First of all, let me wish all of you a happy Christmas, and/or joyful whatever else you're having. I appreciate every visitor and every visit to this site, and I hope you find it worth your while every time you stop by.
When I found I had a recent acquisition containing the song title "When a Baby is Born", I felt that was a natural for a Christmas Day post. However, the song, named in this week's post title, is by far the lesser of the two songs on this 45, so I'll share it in the runner-up position.
And it's no surprise that the flip side is better, as it is yet another winner from Cara Stewart, in this case titled "Each Passing Day". I suppose nothing really sets this one aside from other Cara efforts, just another wonderfully winning vocal and more arrangement magic from Lee Hudson.
Download: Cara Stewart and Orchestra - Each Passing Day
Actually the most interesting aspects of this record are probably the ones found on the label. When I shared the only other "Princess" label 45, in a post here (the links in that post no longer work), I speculated that the record in question was one of very few on the Princess label, a label not documented anywhere else at that time. Clearly, there were more, as this record, from three years later (1969), is number 19, a whole six records after the 1966 issue linked above. Clearly these are rarities - it took me eight years to acquire a second Princess release.
I didn't mention it in that previous post, but what is the deal with the copyright of "Dorothy Mann, Queen of the West"? That's got me thinking. And then of course, there is the matter of how and why did this come into the position of a Sergeant in the Women's Army Corps, as seen on the sticker.

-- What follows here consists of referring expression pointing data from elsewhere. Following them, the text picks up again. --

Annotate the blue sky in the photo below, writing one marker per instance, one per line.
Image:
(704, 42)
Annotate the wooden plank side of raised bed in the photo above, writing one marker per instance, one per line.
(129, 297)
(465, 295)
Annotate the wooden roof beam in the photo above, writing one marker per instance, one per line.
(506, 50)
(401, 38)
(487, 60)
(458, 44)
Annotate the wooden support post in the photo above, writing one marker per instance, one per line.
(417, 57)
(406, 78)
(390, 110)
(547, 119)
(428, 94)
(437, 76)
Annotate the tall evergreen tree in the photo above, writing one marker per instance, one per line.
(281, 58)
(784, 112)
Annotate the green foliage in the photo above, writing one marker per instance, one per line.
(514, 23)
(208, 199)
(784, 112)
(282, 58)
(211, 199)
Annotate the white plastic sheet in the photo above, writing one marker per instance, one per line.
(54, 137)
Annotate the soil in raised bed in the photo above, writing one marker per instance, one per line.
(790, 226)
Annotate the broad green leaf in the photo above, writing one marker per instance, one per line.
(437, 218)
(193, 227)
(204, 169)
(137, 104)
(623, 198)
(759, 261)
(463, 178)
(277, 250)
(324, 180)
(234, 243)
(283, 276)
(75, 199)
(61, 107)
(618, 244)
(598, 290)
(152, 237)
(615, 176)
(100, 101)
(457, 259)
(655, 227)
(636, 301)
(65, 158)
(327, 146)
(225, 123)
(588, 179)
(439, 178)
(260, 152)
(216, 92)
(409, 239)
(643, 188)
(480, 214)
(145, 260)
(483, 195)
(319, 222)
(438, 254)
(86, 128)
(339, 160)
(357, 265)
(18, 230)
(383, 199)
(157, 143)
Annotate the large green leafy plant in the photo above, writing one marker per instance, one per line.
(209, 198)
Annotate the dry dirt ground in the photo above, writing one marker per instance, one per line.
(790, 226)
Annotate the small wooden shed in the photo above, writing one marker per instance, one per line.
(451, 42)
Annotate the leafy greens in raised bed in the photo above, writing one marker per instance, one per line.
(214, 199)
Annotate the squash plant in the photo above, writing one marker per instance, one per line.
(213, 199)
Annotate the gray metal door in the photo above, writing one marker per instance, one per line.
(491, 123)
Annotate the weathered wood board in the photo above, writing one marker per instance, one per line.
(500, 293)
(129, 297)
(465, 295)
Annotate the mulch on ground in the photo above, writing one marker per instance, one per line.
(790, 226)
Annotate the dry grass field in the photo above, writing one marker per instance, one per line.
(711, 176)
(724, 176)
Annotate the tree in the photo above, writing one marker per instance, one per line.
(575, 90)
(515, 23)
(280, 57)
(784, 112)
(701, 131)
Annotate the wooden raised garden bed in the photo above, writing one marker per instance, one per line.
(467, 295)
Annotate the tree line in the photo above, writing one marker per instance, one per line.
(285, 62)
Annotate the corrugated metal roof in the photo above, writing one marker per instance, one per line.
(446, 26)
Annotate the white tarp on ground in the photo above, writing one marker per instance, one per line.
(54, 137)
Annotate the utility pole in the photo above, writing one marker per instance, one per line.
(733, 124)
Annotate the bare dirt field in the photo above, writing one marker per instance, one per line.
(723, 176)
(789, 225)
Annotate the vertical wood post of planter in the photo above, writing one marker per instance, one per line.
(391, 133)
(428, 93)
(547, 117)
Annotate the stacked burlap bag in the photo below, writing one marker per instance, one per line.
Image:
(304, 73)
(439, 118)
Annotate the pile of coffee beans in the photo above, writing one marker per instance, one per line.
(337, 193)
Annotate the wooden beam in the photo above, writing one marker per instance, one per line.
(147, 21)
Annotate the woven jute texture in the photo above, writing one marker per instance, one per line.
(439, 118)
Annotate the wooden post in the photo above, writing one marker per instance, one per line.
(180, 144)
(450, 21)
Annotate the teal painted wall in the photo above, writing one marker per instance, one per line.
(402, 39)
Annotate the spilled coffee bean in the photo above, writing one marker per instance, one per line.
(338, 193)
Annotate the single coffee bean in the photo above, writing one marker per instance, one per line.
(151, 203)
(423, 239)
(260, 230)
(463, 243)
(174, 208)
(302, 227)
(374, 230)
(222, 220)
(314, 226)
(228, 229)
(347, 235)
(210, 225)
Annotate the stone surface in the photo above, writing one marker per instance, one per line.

These are the things that would keep me up at night, if I was the sort to be kept up at night, which I'm not.
Anyway, the flip side, "When a Baby is Born", may make for a good title to use on a post for Christmas Day, but as a song - even a song-poem, it's fairly awful. This slow, dull record doesn't even give me much of a clue as to what song-poem factory it may have come from. Thoughts on that? The record claims the singer is someone named "Frank Cherry", but a quick listen shows that this is very unlikely to be the case. At least, I'm not familiar with "Frank" being a unisex name, but maybe I'm just out of the loop.
Download: (Labeled As) Frank Cherry and Orchestra - When a Baby is Born
And finally, here is the Christmas card my family and I sent out to family and friends this year. We have a history of offbeat Christmas cards, and my older daughter, who is an artist, had perhaps the best idea we've ever had for a card. My wife and I are in the front row (I'm actually bald - that's a wig), and our daughters are in the back, on either side of the boyfriend of my my younger daughter (who is on the left).